For some, hobbies may include playing video games, following sports teams or binging Netflix shows. Then there are some that enjoy racing down a winding road, swaying inches above the ground at nearly 50 miles per hour. Locally, these bold few are called the Chico Barbarian Crew.

“Downhill skateboarding has taken me to places I never would have adventured to,” Kai Epperson said, member of the Chico Barbarian Crew.

Though Chico may seem like the last place known for downhill skateboarding with the lack of steep hills and inclines in town, it has been an underground happening in the area for years. Hidden away in the surrounding foothills and neighborhoods are roads with sharp corners and steep grades ideal for downhill.

“The scene here has been around for over 10 years,” said Chico Barbarian Crew member Liam Slattery. “(Chico Barbarian Crew) is just kind of a recent thing we put together.”

Forming a group was the logical thing to do when they realized they all shared the same passion. It just came down to putting a name on it.

Close-knit communities like the Chico Barbarian Crew are scattered throughout Sacramento, Reno and the Bay Area. The Northern California Downhill Skateboarding Association has existed since 1996 and continues to organize events throughout the year.

The Chico Barbarian Crew has attended downhill events and recently started organizing their own in places such as Butte Meadows and Paradise. Even with work and other responsibilities, rain or shine, the group still manages to meet up twice a week and work together to practice for events.

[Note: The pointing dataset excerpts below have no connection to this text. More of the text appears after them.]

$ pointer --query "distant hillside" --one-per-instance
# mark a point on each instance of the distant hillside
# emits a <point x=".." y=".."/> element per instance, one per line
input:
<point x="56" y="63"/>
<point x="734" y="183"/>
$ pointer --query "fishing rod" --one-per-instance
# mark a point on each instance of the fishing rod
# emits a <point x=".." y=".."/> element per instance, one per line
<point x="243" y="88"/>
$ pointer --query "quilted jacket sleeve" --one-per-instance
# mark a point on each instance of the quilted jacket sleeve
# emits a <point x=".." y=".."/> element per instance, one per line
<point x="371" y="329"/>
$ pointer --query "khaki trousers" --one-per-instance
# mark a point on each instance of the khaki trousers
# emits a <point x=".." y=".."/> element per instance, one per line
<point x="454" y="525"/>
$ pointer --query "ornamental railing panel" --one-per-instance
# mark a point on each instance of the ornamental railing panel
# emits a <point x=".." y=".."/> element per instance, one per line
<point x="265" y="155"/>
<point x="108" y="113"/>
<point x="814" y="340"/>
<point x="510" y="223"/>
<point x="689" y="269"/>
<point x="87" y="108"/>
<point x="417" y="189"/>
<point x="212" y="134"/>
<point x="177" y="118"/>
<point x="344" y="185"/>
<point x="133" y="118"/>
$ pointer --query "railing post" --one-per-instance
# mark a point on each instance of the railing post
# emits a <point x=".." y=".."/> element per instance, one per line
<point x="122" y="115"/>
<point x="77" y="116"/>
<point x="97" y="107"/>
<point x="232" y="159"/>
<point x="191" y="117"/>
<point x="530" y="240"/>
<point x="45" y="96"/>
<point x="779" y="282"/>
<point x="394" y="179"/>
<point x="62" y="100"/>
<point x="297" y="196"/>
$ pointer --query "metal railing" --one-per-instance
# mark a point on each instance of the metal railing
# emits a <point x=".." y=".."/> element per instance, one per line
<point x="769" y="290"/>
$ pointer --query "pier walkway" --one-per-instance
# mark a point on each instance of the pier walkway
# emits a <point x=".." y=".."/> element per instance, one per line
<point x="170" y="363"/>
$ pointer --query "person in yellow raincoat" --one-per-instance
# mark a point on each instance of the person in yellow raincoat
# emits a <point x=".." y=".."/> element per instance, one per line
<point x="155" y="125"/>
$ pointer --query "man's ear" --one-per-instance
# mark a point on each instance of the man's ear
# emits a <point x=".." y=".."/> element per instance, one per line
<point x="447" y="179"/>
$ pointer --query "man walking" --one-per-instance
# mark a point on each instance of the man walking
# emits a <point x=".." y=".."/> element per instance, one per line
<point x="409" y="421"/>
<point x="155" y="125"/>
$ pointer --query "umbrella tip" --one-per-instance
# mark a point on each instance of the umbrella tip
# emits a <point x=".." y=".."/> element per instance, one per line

“When you’re there sharing the vibes with other people, it’s a lot more fun. We push each other to be better and be faster,” said member Matt Kapu.

“No matter how crazy it looks, we’re not out there to get hurt and kill ourselves. That’s not our intentions,” Slattery said.

Though the competition at races is often intense, there is always a mutual respect the racers have for each other and the road. Wiping out is something that happens regularly. It becomes a matter of time. It depends on how hard racers are willing to push their limits.

“You learn how to fall. Especially when you’re going 50 (miles per hour) down a hill,” Jake Knudsen said, the youngest member of Chico Barbarian Crew at 16 years old.

At this point, the Chico Barbarian Crew has gained attention from local skaters and other downhill crews alike—even event organizers outside of California. They all say it is a very close-knit community that is full of respect and welcomes everyone with open arms.

When asked ‘what your favorite part about downhill skateboarding is,’ Epperson, calmly but promptly, answers: “For the stoke of it.”

It doesn’t take long to realize the “stoke” isn’t just some cliché merely talked about among the crew. It’s as if one word—a verbal prompt— summons the energy, the rush, the adrenaline and the camaraderie all in a collective instant, a mutual feeling shared by all the members.

“If you’re out there and not happy, someone is going to bring you up. That’s what the stoke is,” Kapu said.